- Redland !
Le magicien clouait son adversaire au sol, mais avait des difficultés à le maîtriser. Victorien l'appela une nouvelle fois pour l'inciter à se réveiller. Eloïse venait de passer la Porte des Mondes et il était hors de question qu'elle reste seule trop longtemps.
- Je fais de mon mieux ! répliqua Haven.
Il savait largement se défendre en conditions ordinaires, mais ne s'était jamais retrouvé confronté à un chasseur de prime d'élite. Ils étaient coriaces, il fallait bien le reconnaître.
Haven se retrouva déséquilibré et ne dut son salut qu'à l'apparition soudaine de Miranda, qui planta une barre de fer dans le dos de son assaillant. Le sang gicla dans les yeux de Haven, qui repoussa le cadavre et se releva en s'essuyant le visage.
- Frichta tarje aelastra, pesta-t-il.
Miranda ricana
- C'est marrant, il n'y a que les natifs lysiriens qui n'injurient pas en français.
- Les habitudes ont la vie dure, répliqua sobrement Haven.
- Je sais. Le français n'est pas ma langue natale non plus.
Ils retournèrent tous les deux dans la bataille, Haven avec son fil de fer et Miranda en usant de ses poings. Elle était couverte de sang de son dernier affrontement, mais la plupart n'était pas le sien. Comment elle s'était débarrassée de neuf chasseurs de prime, en revanche, restait un mystère, surtout qu'ils étaient dotés de lames en matériaux synthétiques, donc inefficaces face à son essence magique. Du coin de l'œil, Haven vit qu'elle avait l'air épuisée, même si elle tentait de le camoufler.
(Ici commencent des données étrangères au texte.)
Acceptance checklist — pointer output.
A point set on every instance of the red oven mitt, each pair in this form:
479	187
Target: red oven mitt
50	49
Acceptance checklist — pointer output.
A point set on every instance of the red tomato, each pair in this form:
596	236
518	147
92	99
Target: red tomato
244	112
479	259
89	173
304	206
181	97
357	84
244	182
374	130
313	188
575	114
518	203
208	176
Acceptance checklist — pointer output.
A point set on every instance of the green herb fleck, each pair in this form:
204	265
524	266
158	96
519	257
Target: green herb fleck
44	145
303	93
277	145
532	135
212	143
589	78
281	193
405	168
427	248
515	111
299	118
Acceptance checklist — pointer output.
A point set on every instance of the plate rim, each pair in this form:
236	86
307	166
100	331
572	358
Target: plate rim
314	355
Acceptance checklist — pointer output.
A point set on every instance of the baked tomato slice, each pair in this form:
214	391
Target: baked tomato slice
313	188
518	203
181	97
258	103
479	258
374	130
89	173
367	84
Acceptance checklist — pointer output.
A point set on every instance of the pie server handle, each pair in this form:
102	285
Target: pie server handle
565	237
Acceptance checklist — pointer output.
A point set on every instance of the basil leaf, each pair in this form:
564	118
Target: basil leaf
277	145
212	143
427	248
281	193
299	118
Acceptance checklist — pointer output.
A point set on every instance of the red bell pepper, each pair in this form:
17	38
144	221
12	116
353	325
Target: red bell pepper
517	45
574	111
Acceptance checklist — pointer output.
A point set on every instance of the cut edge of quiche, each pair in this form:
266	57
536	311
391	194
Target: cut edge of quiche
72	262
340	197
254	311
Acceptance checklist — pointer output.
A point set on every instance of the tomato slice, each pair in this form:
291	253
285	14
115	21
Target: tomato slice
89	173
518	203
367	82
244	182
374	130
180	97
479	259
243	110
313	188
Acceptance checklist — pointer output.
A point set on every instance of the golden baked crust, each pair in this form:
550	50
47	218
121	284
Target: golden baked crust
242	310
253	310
Victorien avait déjà éliminé six ennemis, ce qui signifiait qu'il en restait quatre sur les onze originels.
Ils devaient faire vite.
Victorien se rapprocha de Miranda et Haven. Il avait abandonné l'utilisation des ombres, puisque les chasseurs de prime avaient compris comment les éviter et les détruire.
- Redland, passe la porte, ordonna-t-il.
- Compte tenu de la situation, je te demanderai la politesse plus tard.
Haven, couvert par ses camarades, s'élança vers la Porte des Mondes. Les ennemis, plutôt que de s'attaquer à eux directement comme ils faisaient depuis le début, changèrent de tactique. Ils se reculèrent et bloquèrent le passage vers la porte à trois pendant que le quatrième en touchait la poignée.
- Ils n'essaient quand même pas de savoir où Eloïse est partie ? s'insurgea Haven.
Victorien fronça les sourcils. Le chasseur devant la porte usait de magie rouge, il en sentait la moindre fluctuation.
Non, ils ne cherchaient pas l'emplacement d'Eloïse. Ils faisaient pire.
- Il faut l'arrêter par n'importe quel moyen, déclara-t-il.
- Quoi ? répliqua Haven.
Miranda, elle, ne posa aucune question. Elle accéléra l'allure et forma des poignards entre ses mains. On lui barra immédiatement la route, ce qui fut loin de l'arrêter. D'un geste habile, elle esquiva les chasseurs, entailla la hanche de l'un et le bras du deuxième, qui s'approcha dangereusement d'elle.
Sans qu'elle ne comprenne comment – l'épuisement était à blâmer – Miranda fut projetée au sol. Elle se retourna sur le dos et leva brusquement sa jambe pour se défendre quand l'ennemi blessé au bras tenta de la poignarder en pleine poitrine. Victorien surgit derrière lui pour l'étrangler tandis que Haven lançait son fil de fer vers les jambes du chasseur devant la porte. Il fut aussitôt bloqué par un couteau qui dévia sa trajectoire.